Encore un effort pour bien construire
par K. Selim, Le Quotidien d’Oran, 4 juillet 2011
«Il cherche le pouvoir». «Il veut partager le pouvoir». Ces expressions, qu’il faut prononcer sur un ton scandalisé, sont les formules chéries de ceux qui détiennent le pouvoir. Elles correspondent à des pratiques de limitation de territoire qui ont été d’une redoutable efficacité sur l’encadrement national, dont une partie est malheureusement exilée et irrémédiablement perdue pour la nation.
La politique, c’est le terrain où il ne faut pas s’aventurer. Le «bon cadre» doit rester lisse pour ne pas être évacué du vivier des compétences techniques. Il ne doit jamais avoir d’ambition politique, il ne doit avoir que des ambitions de carrière. Dans le système algérien, où le pouvoir n’est jamais négociable, la règle s’applique même à ceux qui sont dans les appareils politiques. Avoir une ambition politique pour soi-même et son pays est normal ailleurs, cela est un sacrilège dans le système algérien. Et même sous les apparences du multipartisme, la règle reste de mise. Avoir une ambition politique serait honteux, dangereux et hérétique.
C’est sans doute cela qui pousse des Algériens intelligents, comme ceux qui ont lancé l’initiative Nabni, à affirmer, contre l’évidence, qu’ils ne font pas de politique. Et sur le fond, ils n’y croyaient pas eux-mêmes ! L’affirmation passerait, au mieux, comme une volonté de se protéger en envoyant un message à «qui de droit» pour expliquer qu’on ne cherche pas à prendre leurs places.
D’autres ont une explication plus prosaïque de cette affirmation de «virginité politique» : l’initiative correspond à la volonté du pouvoir ou d’une partie de celui-ci à circonscrire la question des réformes à des aspects techniques. On sait, en effet, qu’en Algérie on peut changer des lois et la Constitution sans que l’on change de politique et de pratiques.
Mais si les initiateurs de Nabni y ont cru contre l’évidence, ils ont découvert, au fil de propositions et des réactions de lecteurs et de citoyens, que non seulement il ne faut pas avoir honte de faire de la politique, mais qu’il est absolument nécessaire d’en faire. Les 99 mesures préconisées par Nabni dont certaines sont fort discutables au demeurant peuvent en effet être formellement endossées par le gouvernement sans que cela change grand-chose à la situation.
D’autres Algériens à la compétence avérée et reconnue peuvent aussi faire des propositions d’un grand intérêt. Mais toutes les mesures préconisées resteront sans effet et ne mettront pas le pays dans un cercle vertueux si l’on persiste à évacuer le préalable de la réforme politique. Et de l’impératif d’un débat national ouvert sur une sortie concertée et pacifique d’un système atteint d’impotence.

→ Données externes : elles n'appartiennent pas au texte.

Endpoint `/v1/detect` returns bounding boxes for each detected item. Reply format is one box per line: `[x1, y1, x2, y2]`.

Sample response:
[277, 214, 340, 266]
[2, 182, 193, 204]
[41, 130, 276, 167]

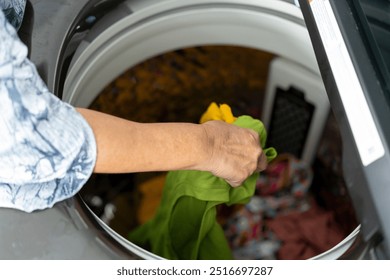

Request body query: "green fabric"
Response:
[128, 116, 276, 260]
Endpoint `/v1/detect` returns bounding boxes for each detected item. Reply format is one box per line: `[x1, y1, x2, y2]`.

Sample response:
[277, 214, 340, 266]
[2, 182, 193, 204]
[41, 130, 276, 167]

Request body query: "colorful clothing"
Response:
[129, 105, 276, 259]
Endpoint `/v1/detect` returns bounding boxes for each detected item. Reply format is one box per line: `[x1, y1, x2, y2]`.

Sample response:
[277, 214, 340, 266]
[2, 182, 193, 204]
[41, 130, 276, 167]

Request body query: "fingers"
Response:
[256, 151, 268, 172]
[201, 122, 267, 187]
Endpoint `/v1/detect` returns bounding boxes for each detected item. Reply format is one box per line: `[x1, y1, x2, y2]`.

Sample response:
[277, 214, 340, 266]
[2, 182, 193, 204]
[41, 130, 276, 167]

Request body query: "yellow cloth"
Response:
[200, 102, 237, 123]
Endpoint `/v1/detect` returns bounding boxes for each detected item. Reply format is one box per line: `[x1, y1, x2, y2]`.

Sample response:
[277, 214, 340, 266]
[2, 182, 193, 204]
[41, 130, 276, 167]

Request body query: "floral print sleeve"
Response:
[0, 10, 96, 212]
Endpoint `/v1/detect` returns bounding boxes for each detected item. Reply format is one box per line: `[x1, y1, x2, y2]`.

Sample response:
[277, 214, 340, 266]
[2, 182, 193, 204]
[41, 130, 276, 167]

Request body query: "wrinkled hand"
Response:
[202, 121, 267, 187]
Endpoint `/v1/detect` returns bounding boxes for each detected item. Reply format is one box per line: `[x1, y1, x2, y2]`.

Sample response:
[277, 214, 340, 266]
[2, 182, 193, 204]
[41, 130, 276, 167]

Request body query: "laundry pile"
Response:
[128, 103, 276, 259]
[221, 154, 344, 260]
[128, 103, 344, 259]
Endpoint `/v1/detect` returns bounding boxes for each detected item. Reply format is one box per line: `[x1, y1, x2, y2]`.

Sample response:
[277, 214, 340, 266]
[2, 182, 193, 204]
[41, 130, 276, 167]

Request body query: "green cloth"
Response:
[128, 116, 276, 260]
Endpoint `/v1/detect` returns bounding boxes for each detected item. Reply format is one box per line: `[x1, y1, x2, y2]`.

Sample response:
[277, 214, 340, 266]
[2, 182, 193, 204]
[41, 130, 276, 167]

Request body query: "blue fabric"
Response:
[0, 0, 27, 30]
[0, 10, 96, 212]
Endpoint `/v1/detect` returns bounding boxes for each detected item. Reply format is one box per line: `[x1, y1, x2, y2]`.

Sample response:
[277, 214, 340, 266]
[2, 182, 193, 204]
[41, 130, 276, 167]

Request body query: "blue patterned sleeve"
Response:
[0, 11, 96, 212]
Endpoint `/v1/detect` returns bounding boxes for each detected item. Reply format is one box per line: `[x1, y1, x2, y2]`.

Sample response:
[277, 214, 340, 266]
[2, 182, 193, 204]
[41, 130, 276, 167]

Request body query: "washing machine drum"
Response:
[0, 0, 359, 259]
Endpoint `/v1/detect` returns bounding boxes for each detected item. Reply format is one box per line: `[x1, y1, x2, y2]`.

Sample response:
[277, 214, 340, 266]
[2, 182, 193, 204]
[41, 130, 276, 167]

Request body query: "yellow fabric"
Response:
[200, 102, 237, 123]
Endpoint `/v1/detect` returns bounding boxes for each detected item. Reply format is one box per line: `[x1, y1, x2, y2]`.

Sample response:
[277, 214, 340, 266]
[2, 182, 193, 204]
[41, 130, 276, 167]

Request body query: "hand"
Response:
[202, 121, 267, 187]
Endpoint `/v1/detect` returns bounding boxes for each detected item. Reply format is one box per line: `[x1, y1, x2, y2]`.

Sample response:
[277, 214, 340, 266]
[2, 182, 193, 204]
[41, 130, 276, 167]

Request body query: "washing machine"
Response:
[0, 0, 384, 259]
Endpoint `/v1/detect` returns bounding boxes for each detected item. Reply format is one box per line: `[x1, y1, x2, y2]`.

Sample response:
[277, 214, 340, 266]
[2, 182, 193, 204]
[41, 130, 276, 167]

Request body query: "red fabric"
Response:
[267, 200, 344, 260]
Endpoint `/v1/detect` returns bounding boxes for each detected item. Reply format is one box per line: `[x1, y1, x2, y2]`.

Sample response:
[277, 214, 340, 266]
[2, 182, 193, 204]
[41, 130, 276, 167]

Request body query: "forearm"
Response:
[77, 109, 208, 173]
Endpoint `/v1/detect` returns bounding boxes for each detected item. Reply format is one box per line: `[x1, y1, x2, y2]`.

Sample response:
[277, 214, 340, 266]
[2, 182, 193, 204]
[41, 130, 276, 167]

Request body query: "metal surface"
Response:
[0, 0, 366, 259]
[301, 0, 390, 258]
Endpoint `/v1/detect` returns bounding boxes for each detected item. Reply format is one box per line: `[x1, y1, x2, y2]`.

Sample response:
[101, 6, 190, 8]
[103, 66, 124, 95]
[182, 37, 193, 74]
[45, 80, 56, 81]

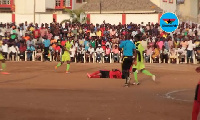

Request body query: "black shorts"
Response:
[100, 70, 110, 78]
[122, 56, 133, 71]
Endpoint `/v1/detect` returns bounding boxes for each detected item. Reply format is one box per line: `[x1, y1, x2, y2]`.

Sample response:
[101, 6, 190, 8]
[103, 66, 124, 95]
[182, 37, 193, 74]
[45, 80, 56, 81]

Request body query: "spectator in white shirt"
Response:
[70, 45, 76, 61]
[85, 45, 94, 61]
[77, 46, 85, 62]
[2, 42, 8, 59]
[176, 45, 187, 63]
[187, 40, 196, 63]
[8, 44, 19, 60]
[96, 44, 104, 62]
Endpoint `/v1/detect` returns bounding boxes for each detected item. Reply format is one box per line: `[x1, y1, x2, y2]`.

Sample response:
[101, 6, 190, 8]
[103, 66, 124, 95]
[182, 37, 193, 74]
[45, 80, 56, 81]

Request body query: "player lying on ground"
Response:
[192, 67, 200, 120]
[55, 38, 72, 73]
[87, 69, 122, 79]
[0, 49, 9, 75]
[133, 34, 156, 85]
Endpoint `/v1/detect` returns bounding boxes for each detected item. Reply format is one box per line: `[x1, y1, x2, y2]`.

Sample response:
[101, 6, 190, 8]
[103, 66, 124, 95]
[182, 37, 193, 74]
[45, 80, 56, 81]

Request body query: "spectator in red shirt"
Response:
[192, 67, 200, 120]
[87, 69, 122, 79]
[19, 42, 26, 60]
[33, 27, 40, 39]
[54, 43, 61, 61]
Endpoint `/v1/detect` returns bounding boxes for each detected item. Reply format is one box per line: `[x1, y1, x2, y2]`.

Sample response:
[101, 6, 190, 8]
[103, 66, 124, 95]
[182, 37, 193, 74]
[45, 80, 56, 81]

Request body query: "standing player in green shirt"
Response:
[133, 37, 156, 85]
[55, 39, 72, 74]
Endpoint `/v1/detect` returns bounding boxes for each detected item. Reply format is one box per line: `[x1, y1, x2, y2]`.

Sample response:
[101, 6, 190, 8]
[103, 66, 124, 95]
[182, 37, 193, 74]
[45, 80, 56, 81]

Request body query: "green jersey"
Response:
[136, 42, 145, 62]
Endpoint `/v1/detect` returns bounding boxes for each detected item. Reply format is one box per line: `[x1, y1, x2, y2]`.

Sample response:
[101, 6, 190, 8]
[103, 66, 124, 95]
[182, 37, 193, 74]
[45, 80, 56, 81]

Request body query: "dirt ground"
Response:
[0, 62, 200, 120]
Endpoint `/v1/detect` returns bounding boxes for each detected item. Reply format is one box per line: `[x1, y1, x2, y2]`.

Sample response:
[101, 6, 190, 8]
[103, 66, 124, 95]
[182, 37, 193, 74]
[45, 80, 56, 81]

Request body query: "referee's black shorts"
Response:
[122, 56, 133, 71]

Nabni dit avoir découvert auprès des citoyens la conviction que sans une réforme de l’Etat, de la gouvernance, sans la transparence et sans contre-pouvoirs, les propositions les plus intéressantes resteront vaines. Ces «prérequis», c’est de la politique et du débat nécessaire pour déterminer les moyens de changer de système et ce qu’il faut changer dans la pratique politique. Saluons donc comme un «progrès» le fait d’admettre que la réforme n’est pas une affaire de technicité juridique.
Il reste cependant encore des efforts à faire pour en finir avec cette phobie, entretenue par le système, à l’égard de la politique. Il faut faire de la politique. Il faut réhabiliter la politique. Cela aussi fait partie du changement nécessaire.
Nabni a décidé dans sa 100e annonce de rester sous la forme d’un Observatoire des politiques publiques. Souhaitons-lui de faire plus d’efforts politiques pour bien construire.